横田夫妻と孫娘 対面にめぐみさん不在の重み

The Yomiuri Shimbun March 18, 2014
Megumi’s absence casts shadow over parents’ meeting with granddaughter
横田夫妻と孫娘 対面にめぐみさん不在の重み(3月18日付・読売社説)

“Something like a dream come true.” “She [our granddaughter] looks like Megumi when she was young.”

The words of Shigeru Yokota and his wife Sakie show that being able to meet their granddaughter was a pleasure greater than they had dreamed of.

The Yokotas met Kim Eun Gyong, the daughter of their daughter Megumi—one of the many Japanese nationals abducted by North Korea—for the first time in Ulan Bator from March 10 to 14. The pair said they also met their 10-month-old great-granddaughter.

The Yokotas had expressed a desire to meet their granddaughter since her existence became known in 2002. But they had refrained from doing so for fear that if they visited North Korea to meet her, Pyongyang would use the visit as an excuse to say the abduction issue had been put to rest.
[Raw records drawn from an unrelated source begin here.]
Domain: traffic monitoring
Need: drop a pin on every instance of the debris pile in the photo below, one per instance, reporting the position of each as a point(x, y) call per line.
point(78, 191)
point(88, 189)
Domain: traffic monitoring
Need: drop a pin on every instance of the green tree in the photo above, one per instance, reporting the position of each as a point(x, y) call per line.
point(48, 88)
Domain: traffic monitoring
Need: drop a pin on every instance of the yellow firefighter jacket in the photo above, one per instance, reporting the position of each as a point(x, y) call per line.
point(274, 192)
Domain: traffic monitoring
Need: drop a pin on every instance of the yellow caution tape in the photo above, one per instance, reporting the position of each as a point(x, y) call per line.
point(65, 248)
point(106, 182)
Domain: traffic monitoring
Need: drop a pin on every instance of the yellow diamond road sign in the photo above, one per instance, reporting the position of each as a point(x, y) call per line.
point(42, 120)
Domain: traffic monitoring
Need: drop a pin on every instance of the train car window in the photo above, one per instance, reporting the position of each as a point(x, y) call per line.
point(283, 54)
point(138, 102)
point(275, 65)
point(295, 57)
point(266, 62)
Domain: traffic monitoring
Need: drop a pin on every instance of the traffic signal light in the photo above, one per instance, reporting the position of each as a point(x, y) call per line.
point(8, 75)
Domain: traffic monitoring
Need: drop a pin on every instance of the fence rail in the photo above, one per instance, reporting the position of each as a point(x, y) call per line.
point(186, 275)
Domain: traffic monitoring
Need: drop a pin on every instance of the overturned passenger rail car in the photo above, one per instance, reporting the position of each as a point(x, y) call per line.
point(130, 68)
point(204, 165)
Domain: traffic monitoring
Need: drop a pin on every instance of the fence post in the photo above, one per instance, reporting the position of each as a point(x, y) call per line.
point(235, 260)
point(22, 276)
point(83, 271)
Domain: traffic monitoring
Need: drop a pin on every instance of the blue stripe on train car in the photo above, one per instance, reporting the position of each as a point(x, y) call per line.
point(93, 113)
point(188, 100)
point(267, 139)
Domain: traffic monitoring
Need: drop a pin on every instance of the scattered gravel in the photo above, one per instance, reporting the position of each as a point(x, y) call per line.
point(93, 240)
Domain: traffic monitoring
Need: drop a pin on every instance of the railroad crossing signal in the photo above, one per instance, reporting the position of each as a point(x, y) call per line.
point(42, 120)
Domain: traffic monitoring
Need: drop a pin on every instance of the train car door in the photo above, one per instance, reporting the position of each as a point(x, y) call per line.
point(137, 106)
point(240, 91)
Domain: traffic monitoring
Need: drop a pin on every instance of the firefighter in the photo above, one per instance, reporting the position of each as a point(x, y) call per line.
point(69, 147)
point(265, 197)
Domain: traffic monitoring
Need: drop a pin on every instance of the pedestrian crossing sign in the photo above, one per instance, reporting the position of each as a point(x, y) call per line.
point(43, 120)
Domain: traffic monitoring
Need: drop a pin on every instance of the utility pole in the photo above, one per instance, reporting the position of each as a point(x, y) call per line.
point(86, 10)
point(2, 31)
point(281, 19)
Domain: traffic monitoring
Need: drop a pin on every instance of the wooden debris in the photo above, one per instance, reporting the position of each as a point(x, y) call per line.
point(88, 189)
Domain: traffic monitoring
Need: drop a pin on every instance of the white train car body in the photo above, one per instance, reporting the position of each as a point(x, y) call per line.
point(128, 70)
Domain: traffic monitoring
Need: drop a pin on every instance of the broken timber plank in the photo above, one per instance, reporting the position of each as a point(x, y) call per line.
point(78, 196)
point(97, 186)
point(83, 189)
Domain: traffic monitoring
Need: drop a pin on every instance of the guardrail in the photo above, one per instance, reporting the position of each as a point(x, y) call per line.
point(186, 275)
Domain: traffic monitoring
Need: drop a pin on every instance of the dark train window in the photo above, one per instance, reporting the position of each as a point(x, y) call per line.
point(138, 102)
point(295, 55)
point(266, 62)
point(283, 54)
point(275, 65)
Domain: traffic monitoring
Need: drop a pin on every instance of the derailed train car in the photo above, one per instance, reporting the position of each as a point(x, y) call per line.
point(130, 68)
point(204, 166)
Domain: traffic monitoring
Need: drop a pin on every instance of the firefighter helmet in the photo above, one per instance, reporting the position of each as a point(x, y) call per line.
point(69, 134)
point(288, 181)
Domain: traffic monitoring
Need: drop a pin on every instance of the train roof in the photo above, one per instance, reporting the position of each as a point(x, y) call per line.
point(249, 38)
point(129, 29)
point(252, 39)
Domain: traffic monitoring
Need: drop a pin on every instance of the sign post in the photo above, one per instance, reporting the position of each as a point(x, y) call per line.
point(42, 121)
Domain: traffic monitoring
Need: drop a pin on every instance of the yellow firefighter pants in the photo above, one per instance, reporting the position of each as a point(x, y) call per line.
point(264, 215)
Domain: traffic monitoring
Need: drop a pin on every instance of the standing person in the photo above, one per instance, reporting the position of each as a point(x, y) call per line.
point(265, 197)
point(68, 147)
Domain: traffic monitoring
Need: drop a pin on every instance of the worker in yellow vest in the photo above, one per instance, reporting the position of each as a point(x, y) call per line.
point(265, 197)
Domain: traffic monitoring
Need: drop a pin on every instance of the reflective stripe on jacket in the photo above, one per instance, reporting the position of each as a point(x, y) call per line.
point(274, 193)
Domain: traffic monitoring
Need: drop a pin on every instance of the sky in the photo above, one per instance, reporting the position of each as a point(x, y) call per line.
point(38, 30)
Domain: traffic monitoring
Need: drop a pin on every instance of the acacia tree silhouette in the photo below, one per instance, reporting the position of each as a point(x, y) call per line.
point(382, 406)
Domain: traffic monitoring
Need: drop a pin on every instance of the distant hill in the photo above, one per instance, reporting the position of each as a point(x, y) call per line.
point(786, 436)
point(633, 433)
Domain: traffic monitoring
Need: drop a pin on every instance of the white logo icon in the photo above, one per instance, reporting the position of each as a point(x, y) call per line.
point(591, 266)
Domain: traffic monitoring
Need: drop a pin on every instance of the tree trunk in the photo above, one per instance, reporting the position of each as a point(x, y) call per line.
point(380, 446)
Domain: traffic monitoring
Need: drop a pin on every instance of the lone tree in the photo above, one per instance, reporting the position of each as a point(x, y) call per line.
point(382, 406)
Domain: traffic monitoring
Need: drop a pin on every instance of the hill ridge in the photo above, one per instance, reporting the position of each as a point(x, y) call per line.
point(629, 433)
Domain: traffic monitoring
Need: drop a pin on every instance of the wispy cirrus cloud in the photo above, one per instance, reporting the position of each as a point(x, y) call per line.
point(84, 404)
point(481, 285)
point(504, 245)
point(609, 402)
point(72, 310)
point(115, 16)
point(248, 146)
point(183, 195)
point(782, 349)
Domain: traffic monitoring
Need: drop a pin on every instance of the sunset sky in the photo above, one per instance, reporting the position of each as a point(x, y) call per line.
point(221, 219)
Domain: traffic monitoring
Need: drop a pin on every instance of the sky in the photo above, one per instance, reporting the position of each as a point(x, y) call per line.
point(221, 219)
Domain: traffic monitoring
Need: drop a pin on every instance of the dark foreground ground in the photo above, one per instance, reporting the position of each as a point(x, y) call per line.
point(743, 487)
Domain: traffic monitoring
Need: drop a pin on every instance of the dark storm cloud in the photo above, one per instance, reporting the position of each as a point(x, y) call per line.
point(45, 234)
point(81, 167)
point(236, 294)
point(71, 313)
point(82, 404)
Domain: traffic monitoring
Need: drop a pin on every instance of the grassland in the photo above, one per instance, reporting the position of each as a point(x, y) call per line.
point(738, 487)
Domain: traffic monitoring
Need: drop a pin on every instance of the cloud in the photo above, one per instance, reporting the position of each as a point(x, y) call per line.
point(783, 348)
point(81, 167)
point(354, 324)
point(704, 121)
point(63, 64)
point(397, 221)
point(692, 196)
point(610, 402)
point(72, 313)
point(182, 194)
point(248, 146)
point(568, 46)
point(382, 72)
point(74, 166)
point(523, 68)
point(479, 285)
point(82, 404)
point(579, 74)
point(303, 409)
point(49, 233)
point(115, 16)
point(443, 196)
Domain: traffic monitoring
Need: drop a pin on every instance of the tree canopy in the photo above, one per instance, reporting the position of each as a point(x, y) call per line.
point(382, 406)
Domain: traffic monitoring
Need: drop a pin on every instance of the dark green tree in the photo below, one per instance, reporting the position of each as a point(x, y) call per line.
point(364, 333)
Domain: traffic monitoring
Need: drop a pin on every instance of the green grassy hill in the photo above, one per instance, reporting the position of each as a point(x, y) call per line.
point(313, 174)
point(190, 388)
With Shigeru at 81 and Sakie at 78, the government considered the advanced ages of the Yokotas an important humanitarian concern and did all it could do to make the meeting possible through negotiations with North Korea.

Senior Foreign Ministry officials reportedly began a series of secret meetings with their North Korean counterparts in Hanoi and Hong Kong in late January to make arrangements to allow the meeting to happen in a third country. The realization of this meeting could be the first step in resolving the abduction issue, on which Prime Minister Shinzo Abe places great priority.

The fact remains, however, that Megumi was not present when the Yokotas met their granddaughter, and no information about her safety has been ascertained. Her absence must be taken seriously.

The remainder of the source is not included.